No deja de ser sorprendente que la metáfora central explicativa sea la crisis entendida como una especie de enfermedad de la que se puede salir hacia adelante, o por el contrario, perecer. Es una vieja metáfora que se remonta a la medicina griega antigua como es sabido, y que luego fue incorporada a diversos saberes, hasta llegar a la economía. ¿Cómo querer aplicarla a un capitalismo globalizado cuyo fundamento no puede estar enfermo, porque justamente, no tiene fundamento? No tiene fundamento quiere decir que el capitalismo global funciona como un desbocamiento del capital, como una fuga hacia adelante hecha posible porque entre poder y capital existe un mutuo empujarse más allá de sí. No tiene sentido seguir entonces acusando a los especuladores de ser los responsables de la enfermedad. Un profesor de futuros especuladores, concretamente profesor de ética en IESE, lo decía con claridad: “La especulación es esencial al capitalismo. Los especuladores son los buitres negros que cumplen la sana tarea de eliminar a los animales moribundos”. (El País 23 de mayo del 2010).Tampoco tiene mucho sentido pretender salvar al Estado. El Estado no está separado en una especie de autonomía relativa angelical sino directamente involucrado en la globalización neoliberal. No hay abdicación del Estado sino implicación total. La copertenencia entre capital y poder va mucho más allá de las ayudas millonarias a las instituciones bancarias en quiebra.

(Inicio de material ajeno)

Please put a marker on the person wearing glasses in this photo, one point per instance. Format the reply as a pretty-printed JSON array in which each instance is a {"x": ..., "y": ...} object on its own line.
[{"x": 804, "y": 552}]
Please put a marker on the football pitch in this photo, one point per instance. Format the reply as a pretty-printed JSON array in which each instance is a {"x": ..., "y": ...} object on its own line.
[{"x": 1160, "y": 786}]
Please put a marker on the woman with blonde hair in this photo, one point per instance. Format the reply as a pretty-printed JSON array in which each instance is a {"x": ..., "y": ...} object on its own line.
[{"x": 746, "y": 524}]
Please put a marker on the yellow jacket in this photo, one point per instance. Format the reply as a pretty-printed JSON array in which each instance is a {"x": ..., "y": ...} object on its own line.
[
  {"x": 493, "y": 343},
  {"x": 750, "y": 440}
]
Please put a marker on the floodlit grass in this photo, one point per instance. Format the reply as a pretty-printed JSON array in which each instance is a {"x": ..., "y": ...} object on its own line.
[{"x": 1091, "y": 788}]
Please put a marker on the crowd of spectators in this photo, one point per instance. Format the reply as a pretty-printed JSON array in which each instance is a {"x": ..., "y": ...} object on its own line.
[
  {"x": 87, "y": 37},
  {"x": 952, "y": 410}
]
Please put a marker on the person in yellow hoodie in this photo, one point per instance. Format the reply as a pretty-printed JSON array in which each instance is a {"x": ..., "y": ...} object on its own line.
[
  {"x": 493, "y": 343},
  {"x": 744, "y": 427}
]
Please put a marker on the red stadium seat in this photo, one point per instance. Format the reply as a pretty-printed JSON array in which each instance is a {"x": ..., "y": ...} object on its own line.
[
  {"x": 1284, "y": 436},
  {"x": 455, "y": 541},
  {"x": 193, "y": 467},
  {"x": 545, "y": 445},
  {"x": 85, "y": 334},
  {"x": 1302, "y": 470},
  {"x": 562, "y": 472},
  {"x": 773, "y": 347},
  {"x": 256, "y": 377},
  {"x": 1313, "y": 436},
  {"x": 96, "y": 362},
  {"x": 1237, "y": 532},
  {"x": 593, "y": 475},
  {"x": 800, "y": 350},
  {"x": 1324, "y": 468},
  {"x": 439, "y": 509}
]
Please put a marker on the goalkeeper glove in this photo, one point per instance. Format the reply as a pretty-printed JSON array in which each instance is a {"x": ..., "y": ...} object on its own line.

La crisis como operación política
Podríamos ensayar diferentes explicaciones que, teniendo en cuenta lo anterior, arrojen algunos elementos de verdad. El capital financiero ha creído que el espacio-tiempo global generaba dinero simplemente con el movimiento de capital. Pero no es así. No existe un mercado financiero mundial capaz de expandirse de modo integrado y flexible gracias al crecimiento del gasto público y de las innovaciones financieras. El resultado final es siempre el mismo: el incendio de capital ficticio, el estallido de la burbuja. Más concretamente. La crisis financiera se sitúa esta vez a nivel de Estados. Grecia ha sido el primer país atacado. El funcionamiento es sencillo. Los bancos y grupos financieros internacionales prestan nuevamente dinero a los Estados en quiebra – como antes lo hicieron con el sector bancario y las empresas privadas – se aseguran el cobro mediante planes de austeridad impuestos y vigilados por los organismos internacionales, y pueden además permitirse impulsar otra burbuja ganancial mediante la especulación con los bonos que el Estado debe necesariamente emitir en el mercado internacional para hacer frente a su quiebra. La crisis en sus diversas etapas y resumimos mucho (burbuja hipotecaria, burbuja financiera…) va adoptando la forma de un verdadero saqueo gestionado por auténticos criminales de “cuello blanco”. Esta crisis que nos ha tocado vivir, no es tanto sinónimo de reestructuración como de verdadero saqueo. Saqueo, primero, de la gente que no puede pagar la hipoteca ni tampoco vender su casa, y que sólo puede huir de ella como va siendo ya habitual en USA. A continuación, saqueo de los salarios, de los fondos de pensiones… e incluso de la economía entera de todo un país. La conclusión a la llegamos no puede ser más clara: la crisis, paradójicamente, no es el momento de fracaso del capitalismo sino su momento de mayor éxito. En cuanto empezamos a desocupar la figura del ciudadano y dejamos de creer en el discurso de la crisis, la crisis en sí misma se nos muestra como un proceso de pura y simple expropiación de la riqueza colectiva.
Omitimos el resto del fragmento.